2019-02-24·Hold to the Good

We drove down from San Diego to the border last week. It’s a huge operation. Long lines of automobiles are lined up on both sides, driving south from the United States into Mexico and north from Mexico into the United States. 70,000 people cross that border every day; more than 1,000 walk over the border bridge. Many Mexicans have jobs in the United States and return to their Tijuana homes nightly. It was a Sunday afternoon and we watched a steady stream of men, women and children crossing the border bridge after shopping at the Outlet Malls on the American side.

I was impressed with the simple, ordinary humanness of it all. Families walking toward the bridge, elderly on walkers, babies in strollers, children eating ice cream cones following their parents, adults carrying their purchases. I know our brief visit did not reveal the complexity nor the danger associated with the border. I was simply left with feeling the humanness of it, the families heading for home at the end of the day.

For as long as I can remember I have been fascinated with the Statue of Liberty as a symbol of my nation. As a child I loved looking at pictures of her standing proud and tall. There was a small replica on a living room shelf when I was growing up. My parents told me about it, how it stands in the New York harbor, how it was a gift to us from France, how the illuminated torch in her hand at the very top of her outstretched arm represented liberty lighting the way to our country, how there was a poem by Emma Lazarus engraved in the base… “Give me your tired, your poor, your huddled masses yearning to be free…”, how the first thing millions of immigrants saw of the United States of America was that statue, how service people returning from war often wept when they saw the Statue of Liberty.

The Statue of Liberty always made me proud to be an American, citizen of a nation that opens its arms wide in welcome, a nation that promises hope and opportunity and security and freedom.

The tragedy of the past two years is that the American President is in the process of replacing the Statue of Liberty and its promise with another symbol of America – a wall, a wall to keep people out, “a big, beautiful wall” he calls it and declares that if you don’t have a secure border with an impenetrable wall you don’t have a nation. The replacement of the Statue of Liberty with an ugly wall as a symbol of my nation is depressing.

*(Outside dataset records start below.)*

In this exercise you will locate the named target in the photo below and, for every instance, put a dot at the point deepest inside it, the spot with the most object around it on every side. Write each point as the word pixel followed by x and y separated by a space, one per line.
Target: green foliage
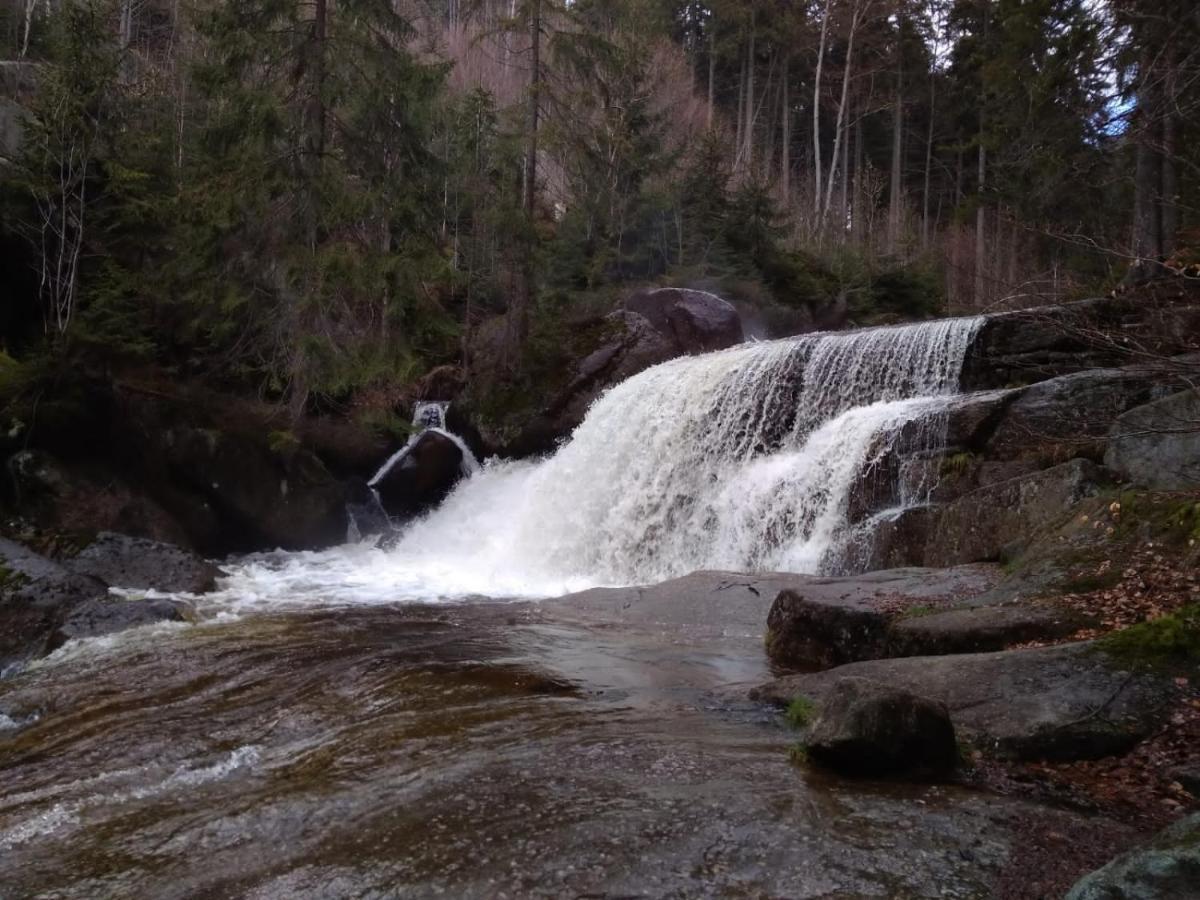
pixel 958 465
pixel 799 712
pixel 1168 642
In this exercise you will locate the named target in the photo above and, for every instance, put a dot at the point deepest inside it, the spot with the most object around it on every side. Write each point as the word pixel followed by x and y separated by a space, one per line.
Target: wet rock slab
pixel 821 623
pixel 1167 869
pixel 126 562
pixel 1065 702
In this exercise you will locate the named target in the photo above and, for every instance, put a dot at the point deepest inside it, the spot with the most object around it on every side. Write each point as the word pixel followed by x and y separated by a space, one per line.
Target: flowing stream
pixel 747 460
pixel 331 727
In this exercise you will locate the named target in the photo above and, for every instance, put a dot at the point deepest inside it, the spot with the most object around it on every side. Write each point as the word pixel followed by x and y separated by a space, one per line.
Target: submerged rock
pixel 45 604
pixel 871 729
pixel 1157 445
pixel 1165 869
pixel 264 492
pixel 1065 702
pixel 107 616
pixel 36 594
pixel 423 477
pixel 827 622
pixel 695 321
pixel 137 563
pixel 997 521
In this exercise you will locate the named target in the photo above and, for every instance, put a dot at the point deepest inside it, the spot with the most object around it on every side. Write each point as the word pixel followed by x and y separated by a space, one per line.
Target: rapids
pixel 745 459
pixel 330 727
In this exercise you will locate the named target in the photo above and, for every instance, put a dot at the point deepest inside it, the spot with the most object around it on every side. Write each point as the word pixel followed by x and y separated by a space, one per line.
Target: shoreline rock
pixel 1055 703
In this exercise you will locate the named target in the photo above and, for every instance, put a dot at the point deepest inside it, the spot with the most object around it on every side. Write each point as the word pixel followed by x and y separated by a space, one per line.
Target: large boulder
pixel 267 492
pixel 1030 346
pixel 35 597
pixel 1165 869
pixel 137 563
pixel 419 475
pixel 107 616
pixel 1157 445
pixel 694 321
pixel 45 604
pixel 997 521
pixel 1062 702
pixel 1072 415
pixel 826 622
pixel 871 729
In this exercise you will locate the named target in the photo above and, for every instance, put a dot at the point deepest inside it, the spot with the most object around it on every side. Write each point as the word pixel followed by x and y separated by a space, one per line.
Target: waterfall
pixel 427 417
pixel 745 459
pixel 777 455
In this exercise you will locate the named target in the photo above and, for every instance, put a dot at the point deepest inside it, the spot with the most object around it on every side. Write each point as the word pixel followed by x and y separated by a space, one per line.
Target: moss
pixel 799 712
pixel 10 580
pixel 1167 643
pixel 282 442
pixel 1090 582
pixel 798 754
pixel 768 640
pixel 957 465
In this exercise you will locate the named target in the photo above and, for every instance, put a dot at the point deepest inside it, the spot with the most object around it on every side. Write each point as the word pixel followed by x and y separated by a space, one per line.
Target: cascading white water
pixel 748 459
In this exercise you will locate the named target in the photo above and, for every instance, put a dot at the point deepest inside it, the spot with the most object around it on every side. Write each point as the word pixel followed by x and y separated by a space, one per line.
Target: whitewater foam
pixel 749 459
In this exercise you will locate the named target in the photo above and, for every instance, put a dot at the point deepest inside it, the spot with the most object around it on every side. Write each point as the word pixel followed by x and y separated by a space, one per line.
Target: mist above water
pixel 747 459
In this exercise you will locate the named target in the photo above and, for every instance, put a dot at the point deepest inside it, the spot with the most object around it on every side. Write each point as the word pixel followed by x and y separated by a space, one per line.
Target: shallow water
pixel 477 749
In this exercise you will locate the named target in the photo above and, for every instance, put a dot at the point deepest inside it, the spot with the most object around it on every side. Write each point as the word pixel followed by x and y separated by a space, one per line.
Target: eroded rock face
pixel 137 563
pixel 1024 705
pixel 264 496
pixel 1157 445
pixel 423 478
pixel 107 616
pixel 1167 869
pixel 35 595
pixel 694 321
pixel 871 729
pixel 45 604
pixel 997 521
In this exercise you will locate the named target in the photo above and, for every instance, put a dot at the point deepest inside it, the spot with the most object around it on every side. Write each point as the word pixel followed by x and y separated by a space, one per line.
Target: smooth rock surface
pixel 1165 869
pixel 826 622
pixel 143 564
pixel 1157 445
pixel 1065 702
pixel 106 616
pixel 423 478
pixel 871 729
pixel 264 495
pixel 35 597
pixel 695 321
pixel 997 521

Of course nations have to have borders. Of course it is necessary to control who comes in and who goes out. But no one except the President and his enablers believes that a wall is the answer. No one.

The lead editorial in the February 13, 2019 Christian Century wisely observed: “A border wall is a cruel symbol, reflecting some of America’s worst instincts. It’s also an effective symbol: it captures starkly the notion that national boundaries must be fiercely protected from outsiders.”

That is beyond sad. But, because of what I saw last week I have a new West Coast symbol to supplement the Statue of Liberty on the East Coast. My new symbol is that bridge reflecting welcome, access to both the United States and to Mexico, a symbol of an important truth that, I would suggest, is both nobler and truer than mean-spirited protectionism, that our common humanity transcends national boundaries, transcends ethnicity and skin color. That bridge suggests something of our most precious belief, that all of us are created in the image of God and are part of a universal human family.